Calling themselves Whale-SETI, the team is made up of an amalgamation of members from the Alaska Whale Foundation and the University of California Davis’ SETI Institute; their goal is to develop machine-learning programs and techniques that will be used to search for signs of extraterrestrial intelligence by developing ways to communicate with non-human intelligences here on Earth that are just as familiar to us as they are alien, such as humpback whales.

On August 19, 2021, the team had a chance encounter near Five Fingers in Frederick Sound, Alaska, with a female humpback whale nicknamed ‘Twain’ that appeared near their research vessel Glacier Seal. After hearing a recording of a whale call known to be a greeting that was broadcast from the boat’s underwater speakers, Twain approached the ship and began what amounted to a conversation with the human researchers that lasted for twenty minutes.

“We believe this is the first such communicative exchange between humans and humpback whales in the humpback ‘language,’” claimed lead study author Dr. Brenda McCowan, a professor at University of California, Davis.

Although Twain responded to the pre-recorded calls as if she were conversing with her human visitors, the conversation was somewhat one-sided, as the meaning behind the vocalizations, body movements and timed blows at the surface are still mostly a mystery to the researchers; however, they have been able to determine that these elements are key to the exchange of information between whales, and are using AI to try to decode what these communications might mean.

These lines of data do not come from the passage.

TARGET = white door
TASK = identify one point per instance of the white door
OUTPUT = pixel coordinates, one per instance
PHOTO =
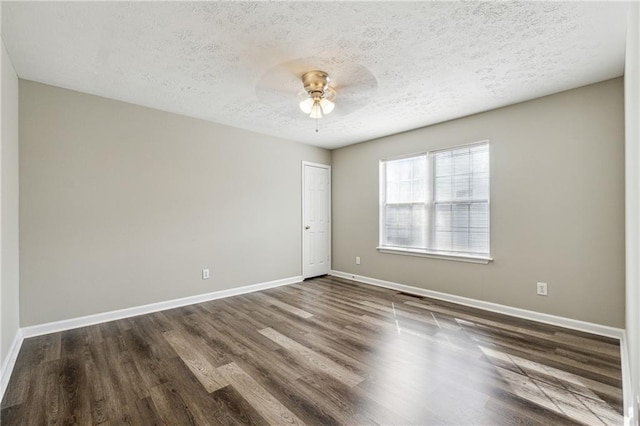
(316, 219)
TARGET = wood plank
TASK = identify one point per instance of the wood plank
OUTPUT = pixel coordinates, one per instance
(314, 359)
(268, 407)
(326, 351)
(199, 365)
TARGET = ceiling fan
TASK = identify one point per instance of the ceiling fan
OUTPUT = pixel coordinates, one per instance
(316, 87)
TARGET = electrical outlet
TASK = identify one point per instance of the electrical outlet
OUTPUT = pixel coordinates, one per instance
(542, 289)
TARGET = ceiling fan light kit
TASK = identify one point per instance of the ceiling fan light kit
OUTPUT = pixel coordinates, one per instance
(317, 99)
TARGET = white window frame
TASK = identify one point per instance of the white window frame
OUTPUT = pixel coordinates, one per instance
(430, 207)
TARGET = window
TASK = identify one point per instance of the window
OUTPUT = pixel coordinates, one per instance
(437, 203)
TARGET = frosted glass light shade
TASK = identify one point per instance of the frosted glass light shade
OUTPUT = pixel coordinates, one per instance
(316, 110)
(327, 105)
(306, 105)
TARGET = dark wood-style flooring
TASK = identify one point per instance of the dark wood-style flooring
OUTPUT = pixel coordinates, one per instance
(322, 352)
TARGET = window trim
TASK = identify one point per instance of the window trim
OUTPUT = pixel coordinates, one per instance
(427, 253)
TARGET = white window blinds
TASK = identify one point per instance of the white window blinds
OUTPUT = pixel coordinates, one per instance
(437, 202)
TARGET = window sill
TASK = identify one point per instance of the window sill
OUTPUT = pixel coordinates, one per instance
(457, 257)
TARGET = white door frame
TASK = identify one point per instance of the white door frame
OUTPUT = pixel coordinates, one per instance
(302, 217)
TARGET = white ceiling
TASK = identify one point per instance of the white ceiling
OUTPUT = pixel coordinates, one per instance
(395, 65)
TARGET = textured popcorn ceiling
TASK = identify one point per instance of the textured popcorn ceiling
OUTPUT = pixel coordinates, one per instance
(395, 65)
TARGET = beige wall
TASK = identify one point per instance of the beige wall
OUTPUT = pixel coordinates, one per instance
(9, 268)
(557, 206)
(632, 154)
(122, 205)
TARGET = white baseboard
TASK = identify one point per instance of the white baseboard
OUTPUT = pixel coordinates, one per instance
(10, 362)
(601, 330)
(54, 327)
(627, 385)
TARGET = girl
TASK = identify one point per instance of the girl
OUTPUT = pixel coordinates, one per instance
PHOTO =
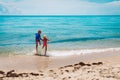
(45, 39)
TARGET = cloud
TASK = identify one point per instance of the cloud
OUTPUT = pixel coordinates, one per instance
(101, 1)
(6, 9)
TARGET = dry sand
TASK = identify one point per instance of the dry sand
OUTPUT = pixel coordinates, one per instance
(96, 66)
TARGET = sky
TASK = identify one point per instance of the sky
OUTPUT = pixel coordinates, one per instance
(59, 7)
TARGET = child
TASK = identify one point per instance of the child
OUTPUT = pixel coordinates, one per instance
(45, 39)
(37, 40)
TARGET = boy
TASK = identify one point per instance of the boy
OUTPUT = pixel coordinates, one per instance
(37, 40)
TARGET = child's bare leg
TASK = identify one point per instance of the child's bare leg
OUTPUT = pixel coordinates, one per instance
(42, 46)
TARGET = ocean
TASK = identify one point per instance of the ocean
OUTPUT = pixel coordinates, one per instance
(68, 35)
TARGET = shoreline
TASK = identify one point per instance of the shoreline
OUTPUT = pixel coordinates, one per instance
(50, 67)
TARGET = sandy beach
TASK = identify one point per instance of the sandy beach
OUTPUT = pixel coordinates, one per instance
(95, 66)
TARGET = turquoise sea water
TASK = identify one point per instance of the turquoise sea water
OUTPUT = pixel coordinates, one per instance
(66, 33)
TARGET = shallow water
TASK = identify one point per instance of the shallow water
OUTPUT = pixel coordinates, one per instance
(66, 33)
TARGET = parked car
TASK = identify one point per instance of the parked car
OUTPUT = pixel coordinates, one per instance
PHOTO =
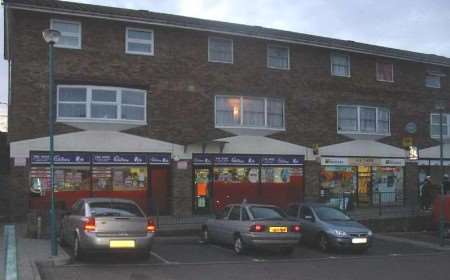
(108, 225)
(329, 228)
(253, 225)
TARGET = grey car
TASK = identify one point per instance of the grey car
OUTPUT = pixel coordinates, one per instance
(329, 228)
(253, 225)
(108, 225)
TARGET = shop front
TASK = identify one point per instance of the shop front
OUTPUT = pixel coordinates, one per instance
(221, 179)
(140, 177)
(362, 182)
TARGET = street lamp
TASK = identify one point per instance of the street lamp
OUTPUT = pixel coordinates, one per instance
(440, 107)
(51, 37)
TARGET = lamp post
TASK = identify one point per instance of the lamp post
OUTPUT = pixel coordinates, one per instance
(51, 37)
(440, 107)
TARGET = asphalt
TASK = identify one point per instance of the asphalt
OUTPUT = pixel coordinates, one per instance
(187, 258)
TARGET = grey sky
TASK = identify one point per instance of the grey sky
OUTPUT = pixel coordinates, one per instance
(417, 25)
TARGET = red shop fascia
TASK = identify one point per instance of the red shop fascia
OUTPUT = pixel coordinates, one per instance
(221, 179)
(141, 177)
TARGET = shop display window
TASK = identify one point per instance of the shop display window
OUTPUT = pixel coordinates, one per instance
(236, 174)
(280, 175)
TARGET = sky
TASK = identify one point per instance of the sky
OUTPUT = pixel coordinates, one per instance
(416, 25)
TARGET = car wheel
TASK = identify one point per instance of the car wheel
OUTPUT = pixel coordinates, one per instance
(78, 253)
(239, 247)
(287, 251)
(323, 242)
(205, 236)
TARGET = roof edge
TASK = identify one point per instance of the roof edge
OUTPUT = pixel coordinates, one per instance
(142, 20)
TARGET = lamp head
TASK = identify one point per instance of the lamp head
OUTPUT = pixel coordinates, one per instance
(51, 36)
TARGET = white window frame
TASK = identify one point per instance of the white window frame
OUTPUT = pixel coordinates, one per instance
(220, 61)
(79, 35)
(89, 102)
(241, 112)
(358, 131)
(444, 115)
(281, 47)
(349, 65)
(140, 41)
(376, 73)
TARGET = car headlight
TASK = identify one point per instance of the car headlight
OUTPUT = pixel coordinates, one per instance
(338, 233)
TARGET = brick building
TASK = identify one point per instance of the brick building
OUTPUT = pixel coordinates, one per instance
(184, 115)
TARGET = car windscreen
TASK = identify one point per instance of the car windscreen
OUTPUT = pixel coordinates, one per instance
(267, 213)
(114, 209)
(330, 214)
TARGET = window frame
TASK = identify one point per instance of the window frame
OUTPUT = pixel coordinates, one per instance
(89, 102)
(241, 112)
(377, 65)
(288, 56)
(79, 34)
(140, 41)
(358, 130)
(333, 54)
(220, 61)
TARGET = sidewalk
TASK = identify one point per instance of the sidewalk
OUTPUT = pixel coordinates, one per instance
(31, 251)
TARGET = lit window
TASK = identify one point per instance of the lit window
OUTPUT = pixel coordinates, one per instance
(139, 41)
(363, 120)
(385, 72)
(278, 57)
(220, 50)
(101, 103)
(340, 65)
(70, 33)
(249, 112)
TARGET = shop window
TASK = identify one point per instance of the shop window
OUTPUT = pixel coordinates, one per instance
(236, 175)
(249, 112)
(280, 175)
(363, 120)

Despite the fact that both humans and humpback whales are both intelligent mammals, it might be hard to find two reasonably intelligent species that are more alien from one-another: modern-day cetaceans are the descendants of a land-based ungulate that first dipped its hooves in the water roughly 50 million years ago, at a time when the species that would eventually evolve into humans was still a tiny, rodent-like creature. The common ancestor between our respective species existed much earlier than this, meaning that humpback whales are more closely related to modern day hippopotamuses than they are humans.

This example of parallel evolution involving what appears to be two distinct, yet somehow compatible, intelligences may offer us a way of developing communication methods with extraterrestrial intelligences that may have developed under evolutionary conditions similar to ours—hence the interest of a SETI organization in communicating with a more readily-accessible intelligence such as humpback whales—especially in regards to the exchange of information that may extend beyond methods that we might take for granted.

“Because of current limitations on technology, an important assumption of the search for extraterrestrial intelligence is that extraterrestrials will be interested in making contact and so target human receivers,” noted Dr. Laurance Doyle, a research team member from the SETI Institute, referring to the possibility that because many human-made noises have only appeared very recently in the evolutionary path of terrestrial cetaceans, they may seem to be too alien to properly register in the minds of some species; this suggests that due to the differences in how our respective minds might work, someone from another world may be trying to communicate in a way we mightn’t recognize as such, and vice-versa.

“This important assumption is certainly supported by the behavior of humpback whales,” Doyle notes.